Meeting the Women of Alavanyo

Sun 8th December 2019

We spent the morning with the women of Alavanyo. Around 55 women gathered together. Alyrene asked questions to the women, which were translated by Mary, a ‘Queen Mother’ The Queen Mothers are the wise women of the village who, like the Elders (who are all men) look after the welfare of the community.

Meeting the women of Alavanyo Dzogbedze

When asked if any of them used the toilets constructed earlier in the year they all said yes. With an average of almost four children per household this indicates that at least 326 people are benefiting from the toilets every day.

“I go every day. Very good. The place [the toilet] is good, nothing bad. I am very very happy”

As well as the obvious health benefits of the toilets, Mary explained that she, and others in the village, now feel proud to invite friends and relatives to their homes. Without a toilet they felt “a disgrace” when people came to visit as they could only offer the bushes for them to relieve themselves. Hospitality is integral to Ghanaian society so the toilets bring heath, dignity and hospitality – all so very important.

Learning a Trade
Keen to find out more about the women we asked more, each question was translated by Mary and the women took it in turn to discuss their answers.
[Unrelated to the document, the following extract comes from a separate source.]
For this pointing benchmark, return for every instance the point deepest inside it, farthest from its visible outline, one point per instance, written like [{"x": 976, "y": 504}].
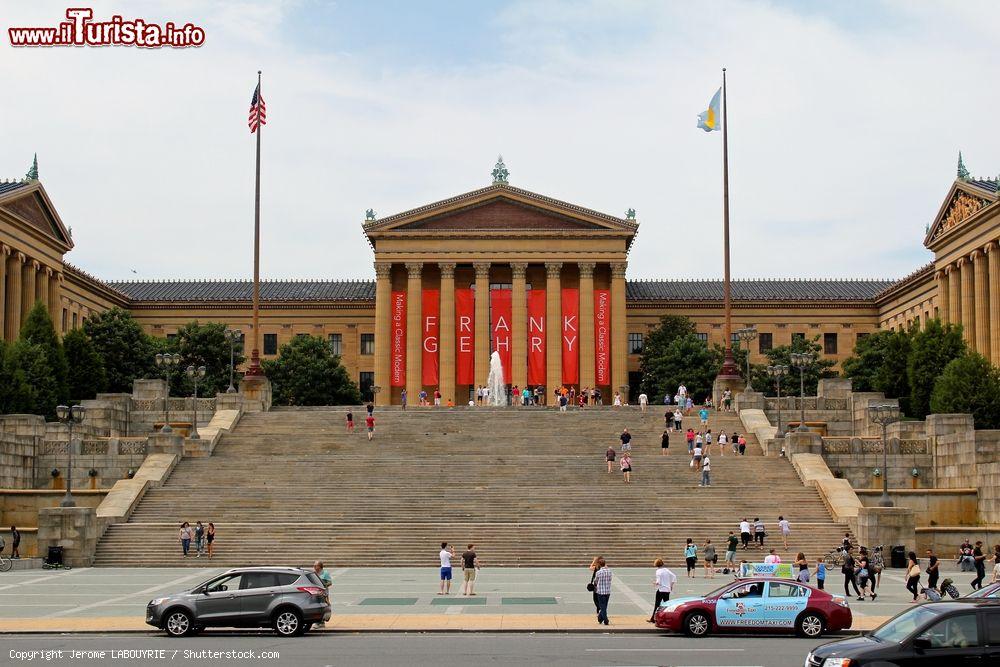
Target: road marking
[{"x": 121, "y": 598}]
Almost unanimously they said they wanted to learn a trade to make money. None were looking for handouts, rather support to earn their own funds. A lot of their husbands work in Accra, Ghana’s capital city which is around a five hour drive away. The women stay in the village to tend to the farm and look after the children. Some, like Mary, already run their own business. Mary has been a hairdresser for 15 years and is trying to earn enough money to finish the construction on her house. Currently she rents a small house for herself and her five children. She was looking forward to seeing her husband for Christmas, the first time in three months.
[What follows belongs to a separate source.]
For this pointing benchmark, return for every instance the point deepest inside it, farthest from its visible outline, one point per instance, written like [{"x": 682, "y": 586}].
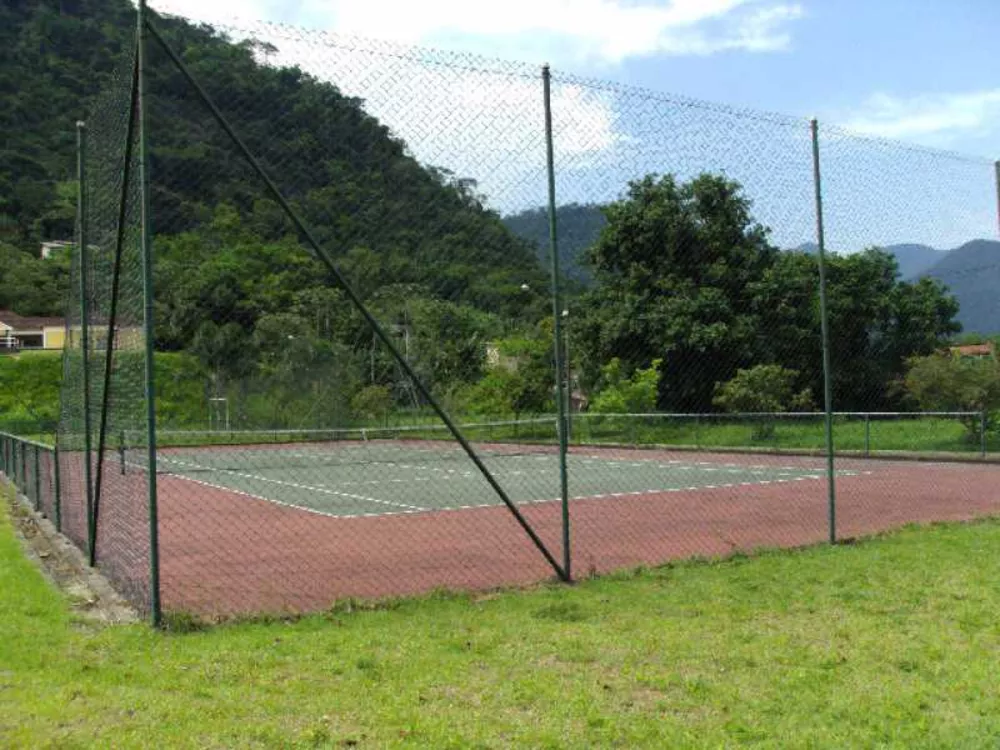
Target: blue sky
[{"x": 916, "y": 71}]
Mary at her unfinished house

When asked what made them feel unsafe, Gloria also spoke of needing a trade, “poverty, because we don’t have a trade, we have no money”.
Other women, such as 20 year old Beatrice said she wanted to become a business women. Trades they were interested in varied from making soap and beads to batick (Ghanaian tie-dye cloth) or baking. In order to set up these businesses they would need small loans, training and the use of equipment.

With no mains connection and a faulty borehole in the village the main source of water comes from three small streams and capturing rain water. In December we were at the beginning of the dry season with little to no rain and the water in the streams was already running low. The women spend much of their time “searching for good water”. They explained that by January they would queue for three to four hours at the one remaining stream for one bucket of water. This water is used to wash themselves and their families, to cook with, wash the dishes and clothes and keep the home clean.

Collecting water

Luckily affordable drinking water is available, sold in 500ml plastic bags for the equivalent of a few pence. These bags are sold across the country delivered on big lorries. The plastic waste and littering can’t be ignored but the health benefits since these bags of water have been introduced are immense.